AP2HYC: The most consistent thing in every story within Papercuts and Inkstains is the dark humor and sarcasm that is strewn throughout. Is that something that you consciously include in each story, or is that an element that is pretty much ingrained in your writing style and not something that you deliberately highlight in your work?
MS: I don’t think we can help it. I think the collaborative aspect really helps to bring out that side of our personalities. Much like when you are sat in the pub with friends you start to joke around, poke fun at the holes in what each other are saying, and out of these conversations humour finds its way into the stories. I think when you are working on something solo it can be incredibly easy to take things way too seriously. A fresh set of eyes in your world can often see the humour in something you are overlooking and help turn a lifeless world into something much more interesting.

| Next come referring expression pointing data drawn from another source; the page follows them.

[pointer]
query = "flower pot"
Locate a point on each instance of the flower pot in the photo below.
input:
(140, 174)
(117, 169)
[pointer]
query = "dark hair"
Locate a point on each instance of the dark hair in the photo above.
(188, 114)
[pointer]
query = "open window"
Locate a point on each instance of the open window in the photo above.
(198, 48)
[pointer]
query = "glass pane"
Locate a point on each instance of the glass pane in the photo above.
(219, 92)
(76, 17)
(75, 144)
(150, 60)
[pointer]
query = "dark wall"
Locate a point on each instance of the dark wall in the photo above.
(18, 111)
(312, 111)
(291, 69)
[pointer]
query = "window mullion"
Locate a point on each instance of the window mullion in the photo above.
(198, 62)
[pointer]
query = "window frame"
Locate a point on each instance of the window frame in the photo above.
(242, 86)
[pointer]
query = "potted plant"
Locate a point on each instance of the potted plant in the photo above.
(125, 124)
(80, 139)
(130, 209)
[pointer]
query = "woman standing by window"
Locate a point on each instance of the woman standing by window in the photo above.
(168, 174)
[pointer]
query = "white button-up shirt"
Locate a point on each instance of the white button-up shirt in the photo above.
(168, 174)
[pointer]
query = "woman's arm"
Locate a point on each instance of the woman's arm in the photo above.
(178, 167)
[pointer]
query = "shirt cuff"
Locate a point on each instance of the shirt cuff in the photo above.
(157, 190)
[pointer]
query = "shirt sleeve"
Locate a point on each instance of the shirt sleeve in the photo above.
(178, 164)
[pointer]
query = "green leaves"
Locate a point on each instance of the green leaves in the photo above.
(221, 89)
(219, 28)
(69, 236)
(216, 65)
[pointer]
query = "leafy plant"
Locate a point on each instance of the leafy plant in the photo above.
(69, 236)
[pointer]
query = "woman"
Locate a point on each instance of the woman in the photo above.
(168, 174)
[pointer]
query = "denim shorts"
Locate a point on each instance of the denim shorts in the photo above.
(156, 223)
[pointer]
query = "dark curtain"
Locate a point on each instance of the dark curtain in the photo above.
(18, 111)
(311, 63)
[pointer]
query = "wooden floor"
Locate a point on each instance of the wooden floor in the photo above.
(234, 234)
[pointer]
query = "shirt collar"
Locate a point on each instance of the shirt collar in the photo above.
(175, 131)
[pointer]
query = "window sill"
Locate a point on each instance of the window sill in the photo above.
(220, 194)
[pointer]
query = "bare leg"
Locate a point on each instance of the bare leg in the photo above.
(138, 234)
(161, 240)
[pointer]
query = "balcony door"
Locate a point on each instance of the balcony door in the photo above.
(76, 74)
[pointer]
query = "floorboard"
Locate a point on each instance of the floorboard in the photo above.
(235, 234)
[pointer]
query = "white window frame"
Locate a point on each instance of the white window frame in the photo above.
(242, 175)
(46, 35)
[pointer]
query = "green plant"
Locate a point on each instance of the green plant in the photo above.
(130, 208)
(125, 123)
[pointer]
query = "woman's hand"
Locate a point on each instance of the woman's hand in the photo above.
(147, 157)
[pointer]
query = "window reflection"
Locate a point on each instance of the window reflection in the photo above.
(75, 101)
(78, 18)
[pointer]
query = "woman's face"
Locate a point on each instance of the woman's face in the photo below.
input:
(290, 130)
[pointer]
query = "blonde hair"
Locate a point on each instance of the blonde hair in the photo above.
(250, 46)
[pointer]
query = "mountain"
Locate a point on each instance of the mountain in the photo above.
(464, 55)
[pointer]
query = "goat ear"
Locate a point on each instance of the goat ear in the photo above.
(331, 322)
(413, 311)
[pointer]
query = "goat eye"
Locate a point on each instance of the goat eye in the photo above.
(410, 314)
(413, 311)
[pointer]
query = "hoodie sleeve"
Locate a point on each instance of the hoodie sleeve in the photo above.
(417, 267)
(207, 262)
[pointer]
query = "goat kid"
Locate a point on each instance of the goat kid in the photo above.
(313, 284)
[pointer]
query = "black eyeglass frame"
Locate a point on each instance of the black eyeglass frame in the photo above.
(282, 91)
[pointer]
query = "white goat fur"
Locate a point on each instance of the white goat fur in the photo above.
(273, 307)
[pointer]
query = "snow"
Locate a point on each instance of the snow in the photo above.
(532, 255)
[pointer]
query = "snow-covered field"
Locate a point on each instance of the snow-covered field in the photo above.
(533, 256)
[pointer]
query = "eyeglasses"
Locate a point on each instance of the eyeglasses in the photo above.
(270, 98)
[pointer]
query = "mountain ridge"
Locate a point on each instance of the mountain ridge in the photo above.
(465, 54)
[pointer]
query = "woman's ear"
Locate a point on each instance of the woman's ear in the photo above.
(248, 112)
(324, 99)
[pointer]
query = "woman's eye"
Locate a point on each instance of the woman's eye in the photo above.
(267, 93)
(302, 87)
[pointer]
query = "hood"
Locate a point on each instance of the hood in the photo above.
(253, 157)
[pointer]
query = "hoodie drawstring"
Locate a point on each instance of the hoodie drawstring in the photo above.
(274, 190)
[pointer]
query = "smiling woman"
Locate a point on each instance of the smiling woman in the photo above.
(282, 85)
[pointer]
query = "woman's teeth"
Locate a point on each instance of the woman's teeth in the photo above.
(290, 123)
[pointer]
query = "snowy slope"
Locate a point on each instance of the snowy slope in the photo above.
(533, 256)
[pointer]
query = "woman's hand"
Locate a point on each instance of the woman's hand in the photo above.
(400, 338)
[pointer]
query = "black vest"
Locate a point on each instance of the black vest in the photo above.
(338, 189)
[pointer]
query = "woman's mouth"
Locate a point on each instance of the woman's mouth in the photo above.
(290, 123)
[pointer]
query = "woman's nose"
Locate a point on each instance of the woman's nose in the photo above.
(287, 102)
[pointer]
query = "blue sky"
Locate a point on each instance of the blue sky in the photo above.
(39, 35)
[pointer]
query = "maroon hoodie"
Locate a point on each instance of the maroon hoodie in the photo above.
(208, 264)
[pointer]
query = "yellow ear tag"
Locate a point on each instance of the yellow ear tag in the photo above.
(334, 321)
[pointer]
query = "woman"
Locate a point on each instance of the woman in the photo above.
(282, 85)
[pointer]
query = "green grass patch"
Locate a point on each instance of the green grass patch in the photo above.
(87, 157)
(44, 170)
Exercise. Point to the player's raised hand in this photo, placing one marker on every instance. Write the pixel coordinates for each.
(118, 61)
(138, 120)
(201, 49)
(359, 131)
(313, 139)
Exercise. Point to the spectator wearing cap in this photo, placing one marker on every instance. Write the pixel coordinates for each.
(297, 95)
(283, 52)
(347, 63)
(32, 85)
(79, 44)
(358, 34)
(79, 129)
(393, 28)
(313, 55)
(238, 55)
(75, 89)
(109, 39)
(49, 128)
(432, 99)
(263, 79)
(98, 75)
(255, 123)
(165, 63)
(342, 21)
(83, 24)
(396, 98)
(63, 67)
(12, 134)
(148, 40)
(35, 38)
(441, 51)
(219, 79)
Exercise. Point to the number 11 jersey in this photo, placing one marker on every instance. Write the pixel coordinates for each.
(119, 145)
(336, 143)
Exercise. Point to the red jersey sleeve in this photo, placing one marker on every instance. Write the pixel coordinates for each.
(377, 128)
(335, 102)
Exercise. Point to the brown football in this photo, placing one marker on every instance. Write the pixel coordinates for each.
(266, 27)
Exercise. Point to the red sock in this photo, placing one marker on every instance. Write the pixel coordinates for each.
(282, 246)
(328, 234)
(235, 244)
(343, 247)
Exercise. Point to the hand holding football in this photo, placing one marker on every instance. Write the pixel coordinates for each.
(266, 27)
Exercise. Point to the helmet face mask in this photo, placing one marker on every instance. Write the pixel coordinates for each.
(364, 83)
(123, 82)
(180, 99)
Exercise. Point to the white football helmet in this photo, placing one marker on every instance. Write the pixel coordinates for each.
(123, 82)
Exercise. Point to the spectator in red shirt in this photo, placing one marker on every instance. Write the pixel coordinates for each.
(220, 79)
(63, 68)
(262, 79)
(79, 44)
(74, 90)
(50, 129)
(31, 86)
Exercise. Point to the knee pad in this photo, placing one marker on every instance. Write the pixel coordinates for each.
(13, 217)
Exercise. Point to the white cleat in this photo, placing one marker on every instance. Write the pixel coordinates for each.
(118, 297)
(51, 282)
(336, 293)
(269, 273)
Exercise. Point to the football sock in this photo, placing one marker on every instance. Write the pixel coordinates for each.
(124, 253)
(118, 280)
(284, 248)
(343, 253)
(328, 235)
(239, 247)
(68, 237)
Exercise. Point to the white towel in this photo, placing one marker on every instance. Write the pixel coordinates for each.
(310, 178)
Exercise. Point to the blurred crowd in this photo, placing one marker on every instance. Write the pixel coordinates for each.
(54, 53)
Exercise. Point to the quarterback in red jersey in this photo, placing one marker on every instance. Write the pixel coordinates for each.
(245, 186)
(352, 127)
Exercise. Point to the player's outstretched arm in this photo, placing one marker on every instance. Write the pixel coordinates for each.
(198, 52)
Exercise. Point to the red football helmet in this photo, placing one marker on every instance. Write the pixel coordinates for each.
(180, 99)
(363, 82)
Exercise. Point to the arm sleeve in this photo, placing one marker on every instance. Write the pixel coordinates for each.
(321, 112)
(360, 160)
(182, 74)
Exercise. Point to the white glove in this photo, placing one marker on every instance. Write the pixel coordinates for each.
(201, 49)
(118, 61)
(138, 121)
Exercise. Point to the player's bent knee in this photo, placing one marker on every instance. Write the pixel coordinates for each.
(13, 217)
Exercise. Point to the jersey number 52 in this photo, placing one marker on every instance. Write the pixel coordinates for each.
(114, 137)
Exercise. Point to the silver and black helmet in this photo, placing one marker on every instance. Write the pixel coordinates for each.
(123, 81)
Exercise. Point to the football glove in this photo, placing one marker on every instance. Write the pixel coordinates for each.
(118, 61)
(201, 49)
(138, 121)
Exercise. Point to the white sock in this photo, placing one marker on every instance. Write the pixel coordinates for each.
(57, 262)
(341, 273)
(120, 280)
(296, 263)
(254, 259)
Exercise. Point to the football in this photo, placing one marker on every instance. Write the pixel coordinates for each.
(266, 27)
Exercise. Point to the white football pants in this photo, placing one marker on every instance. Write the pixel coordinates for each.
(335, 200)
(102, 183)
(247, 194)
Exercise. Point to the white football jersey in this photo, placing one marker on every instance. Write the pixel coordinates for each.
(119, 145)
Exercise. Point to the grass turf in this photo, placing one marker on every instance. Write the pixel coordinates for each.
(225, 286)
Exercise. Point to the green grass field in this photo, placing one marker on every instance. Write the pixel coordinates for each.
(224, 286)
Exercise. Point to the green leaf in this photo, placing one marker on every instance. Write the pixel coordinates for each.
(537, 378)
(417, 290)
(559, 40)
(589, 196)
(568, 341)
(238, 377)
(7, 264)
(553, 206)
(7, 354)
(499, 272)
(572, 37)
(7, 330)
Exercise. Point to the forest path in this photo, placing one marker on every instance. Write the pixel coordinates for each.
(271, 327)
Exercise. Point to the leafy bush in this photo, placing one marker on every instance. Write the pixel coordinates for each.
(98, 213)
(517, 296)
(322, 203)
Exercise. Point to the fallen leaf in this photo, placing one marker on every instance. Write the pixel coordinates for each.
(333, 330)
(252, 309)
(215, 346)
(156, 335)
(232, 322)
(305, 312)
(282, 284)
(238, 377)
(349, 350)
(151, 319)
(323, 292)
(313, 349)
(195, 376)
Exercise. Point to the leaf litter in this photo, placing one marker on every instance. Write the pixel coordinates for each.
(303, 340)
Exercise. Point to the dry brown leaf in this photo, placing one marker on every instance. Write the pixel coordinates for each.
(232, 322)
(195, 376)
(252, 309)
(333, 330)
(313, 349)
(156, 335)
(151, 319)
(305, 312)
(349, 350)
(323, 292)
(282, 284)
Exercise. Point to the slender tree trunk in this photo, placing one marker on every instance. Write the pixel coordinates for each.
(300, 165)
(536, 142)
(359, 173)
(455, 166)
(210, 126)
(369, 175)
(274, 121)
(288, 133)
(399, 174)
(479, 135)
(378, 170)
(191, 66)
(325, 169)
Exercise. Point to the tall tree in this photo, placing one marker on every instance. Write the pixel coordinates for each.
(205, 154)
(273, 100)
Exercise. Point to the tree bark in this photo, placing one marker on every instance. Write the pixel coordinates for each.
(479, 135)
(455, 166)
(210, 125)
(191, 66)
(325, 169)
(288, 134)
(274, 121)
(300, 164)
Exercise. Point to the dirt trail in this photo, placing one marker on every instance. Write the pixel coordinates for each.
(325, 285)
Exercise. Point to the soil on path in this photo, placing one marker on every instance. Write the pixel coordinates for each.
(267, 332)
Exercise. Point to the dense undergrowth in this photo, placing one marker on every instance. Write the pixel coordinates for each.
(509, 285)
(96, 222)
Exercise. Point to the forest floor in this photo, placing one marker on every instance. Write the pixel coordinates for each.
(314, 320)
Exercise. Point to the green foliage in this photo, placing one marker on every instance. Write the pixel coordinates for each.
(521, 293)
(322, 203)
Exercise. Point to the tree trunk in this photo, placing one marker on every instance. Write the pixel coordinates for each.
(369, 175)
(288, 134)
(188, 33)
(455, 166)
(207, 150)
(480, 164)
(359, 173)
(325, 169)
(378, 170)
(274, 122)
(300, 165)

Also I think humour is a great way to present much more serious themes and slip them under the radar.
RJ: They do say that sarcasm is the lowest form of wit, which is great for Mike and I as it means we don’t have to work too hard to write it… But, more seriously, I think Mike summed it up best as a way of getting some more serious themes and undertones into otherwise farcical and whimsical stories. It all adds to the layers of the Papercuts onion.
AP2HYC: In addition to multiple writers, you have a bunch of talented artists who contribute to Papercuts and Inkstains. I’m curious as to how that relationship works. Comics are often initially thought of as a visual medium, and I wonder how involved you are where the actual aesthetics are concerned. Do you tend to have an idea as to what you wish to see and articulate it to your artists, or is it more of a blind faith situation where you have full confidence in letting the artists take control of their medium?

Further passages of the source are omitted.